LINGKAR KEDIRI – Sri Lanka menutup sekolah dan menghentikan layanan pemerintah yang tidak penting pada Senin (20 Juni).
Memulai penutupan dua minggu untuk menghemat cadangan bahan bakar yang menipis dengan cepat ketika IMF membuka pembicaraan dengan Kolombo tentang kemungkinan bailout.
Negara berpenduduk 22 juta orang itu berada dalam cengkeraman krisis ekonomi terburuknya setelah kehabisan devisa untuk membiayai impor yang paling penting sekalipun termasuk makanan, bahan bakar, dan obat-obatan.
Pada hari Senin lalu sekolah-sekolah ditutup dan kantor-kantor negara bekerja dengan staf kerangka sebagai bagian dari rencana pemerintah untuk mengurangi perjalanan dan menghemat bensin dan solar yang berharga.
Sri Lanka menghadapi rekor inflasi tinggi dan pemadaman listrik yang berkepanjangan yang telah berkontribusi pada protes berbulan-bulan, terkadang disertai kekerasan, yang meminta Presiden Gotabaya Rajapaksa untuk mundur.

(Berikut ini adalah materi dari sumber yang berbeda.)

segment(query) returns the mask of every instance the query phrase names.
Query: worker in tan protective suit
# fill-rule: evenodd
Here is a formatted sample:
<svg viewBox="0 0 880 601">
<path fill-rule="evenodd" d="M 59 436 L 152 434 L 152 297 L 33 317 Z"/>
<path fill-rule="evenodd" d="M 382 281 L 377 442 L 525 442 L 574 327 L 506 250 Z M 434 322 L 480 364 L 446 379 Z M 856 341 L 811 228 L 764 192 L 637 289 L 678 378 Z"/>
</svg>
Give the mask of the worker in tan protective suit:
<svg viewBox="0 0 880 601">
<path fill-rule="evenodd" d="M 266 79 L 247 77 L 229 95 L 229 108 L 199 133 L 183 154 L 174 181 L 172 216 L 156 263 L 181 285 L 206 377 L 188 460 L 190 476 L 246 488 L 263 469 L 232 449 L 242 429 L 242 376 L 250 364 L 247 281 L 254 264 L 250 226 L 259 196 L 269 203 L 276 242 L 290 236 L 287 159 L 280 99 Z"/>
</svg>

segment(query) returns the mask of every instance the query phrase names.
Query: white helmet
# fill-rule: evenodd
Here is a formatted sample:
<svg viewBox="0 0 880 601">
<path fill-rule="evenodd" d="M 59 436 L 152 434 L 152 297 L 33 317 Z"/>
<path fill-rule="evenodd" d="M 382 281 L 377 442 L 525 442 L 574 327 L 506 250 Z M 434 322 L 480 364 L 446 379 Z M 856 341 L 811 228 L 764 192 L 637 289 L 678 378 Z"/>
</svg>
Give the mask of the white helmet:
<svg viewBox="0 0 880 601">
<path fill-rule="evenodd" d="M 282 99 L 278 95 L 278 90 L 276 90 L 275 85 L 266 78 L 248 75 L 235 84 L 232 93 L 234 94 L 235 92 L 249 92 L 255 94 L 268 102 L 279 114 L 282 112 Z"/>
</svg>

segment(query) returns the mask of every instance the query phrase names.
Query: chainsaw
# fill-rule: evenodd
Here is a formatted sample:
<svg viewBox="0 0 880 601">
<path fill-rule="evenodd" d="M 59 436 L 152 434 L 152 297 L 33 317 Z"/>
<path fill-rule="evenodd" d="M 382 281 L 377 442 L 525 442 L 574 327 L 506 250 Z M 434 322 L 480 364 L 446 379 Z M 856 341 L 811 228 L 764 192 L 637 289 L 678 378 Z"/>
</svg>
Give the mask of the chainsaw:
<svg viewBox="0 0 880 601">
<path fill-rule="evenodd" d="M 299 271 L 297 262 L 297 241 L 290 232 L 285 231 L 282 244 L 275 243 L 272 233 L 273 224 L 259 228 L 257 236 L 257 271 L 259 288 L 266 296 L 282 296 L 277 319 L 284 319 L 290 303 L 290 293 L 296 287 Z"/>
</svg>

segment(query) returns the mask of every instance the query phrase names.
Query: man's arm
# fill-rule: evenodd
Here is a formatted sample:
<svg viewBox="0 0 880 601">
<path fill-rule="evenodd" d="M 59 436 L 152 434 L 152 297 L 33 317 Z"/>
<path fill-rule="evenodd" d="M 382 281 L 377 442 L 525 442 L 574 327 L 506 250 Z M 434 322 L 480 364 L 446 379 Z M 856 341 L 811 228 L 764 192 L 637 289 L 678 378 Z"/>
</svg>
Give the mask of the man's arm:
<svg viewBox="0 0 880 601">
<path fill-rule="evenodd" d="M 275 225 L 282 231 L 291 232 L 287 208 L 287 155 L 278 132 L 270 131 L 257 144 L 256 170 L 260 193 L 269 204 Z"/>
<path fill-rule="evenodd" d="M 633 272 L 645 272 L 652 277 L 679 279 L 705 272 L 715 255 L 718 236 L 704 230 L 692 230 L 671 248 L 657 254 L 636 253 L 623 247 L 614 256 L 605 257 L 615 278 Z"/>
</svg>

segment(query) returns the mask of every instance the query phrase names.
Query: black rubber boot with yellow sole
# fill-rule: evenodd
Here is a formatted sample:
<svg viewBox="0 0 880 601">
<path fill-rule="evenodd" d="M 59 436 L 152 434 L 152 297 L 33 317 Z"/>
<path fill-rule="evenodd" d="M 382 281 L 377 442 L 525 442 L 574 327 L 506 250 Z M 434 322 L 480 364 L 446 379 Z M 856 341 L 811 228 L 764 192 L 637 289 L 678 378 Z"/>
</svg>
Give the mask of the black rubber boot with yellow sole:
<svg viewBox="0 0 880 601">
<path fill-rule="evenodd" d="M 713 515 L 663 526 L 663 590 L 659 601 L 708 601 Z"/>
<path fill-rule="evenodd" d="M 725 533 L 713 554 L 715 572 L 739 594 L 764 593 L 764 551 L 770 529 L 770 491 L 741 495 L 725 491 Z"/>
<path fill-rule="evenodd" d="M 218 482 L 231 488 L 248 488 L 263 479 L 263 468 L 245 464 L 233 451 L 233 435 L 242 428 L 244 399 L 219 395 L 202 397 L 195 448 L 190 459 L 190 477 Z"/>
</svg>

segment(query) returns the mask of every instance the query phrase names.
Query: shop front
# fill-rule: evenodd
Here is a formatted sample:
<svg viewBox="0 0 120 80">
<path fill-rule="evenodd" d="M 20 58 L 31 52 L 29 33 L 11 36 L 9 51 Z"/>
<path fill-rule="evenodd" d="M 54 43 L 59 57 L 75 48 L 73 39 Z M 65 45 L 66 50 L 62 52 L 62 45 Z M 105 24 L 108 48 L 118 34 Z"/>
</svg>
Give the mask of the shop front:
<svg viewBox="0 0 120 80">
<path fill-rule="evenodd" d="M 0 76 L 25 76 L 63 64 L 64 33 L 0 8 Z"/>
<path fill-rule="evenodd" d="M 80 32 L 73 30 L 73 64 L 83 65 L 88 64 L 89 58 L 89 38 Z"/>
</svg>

Ribuan mahasiswa berbaris melalui jalan-jalan Kolombo pada hari Senin meneriakkan "Harus pulang" mengacu pada presiden, yang mereka tuduh korupsi dan salah urus.
"Waktu bagi Gotabaya untuk bersujud dengan bermartabat sudah lama berlalu," kata pemimpin mahasiswa Wasantha Mudalige kepada wartawan, dilansir LingkarKediri dari CNA.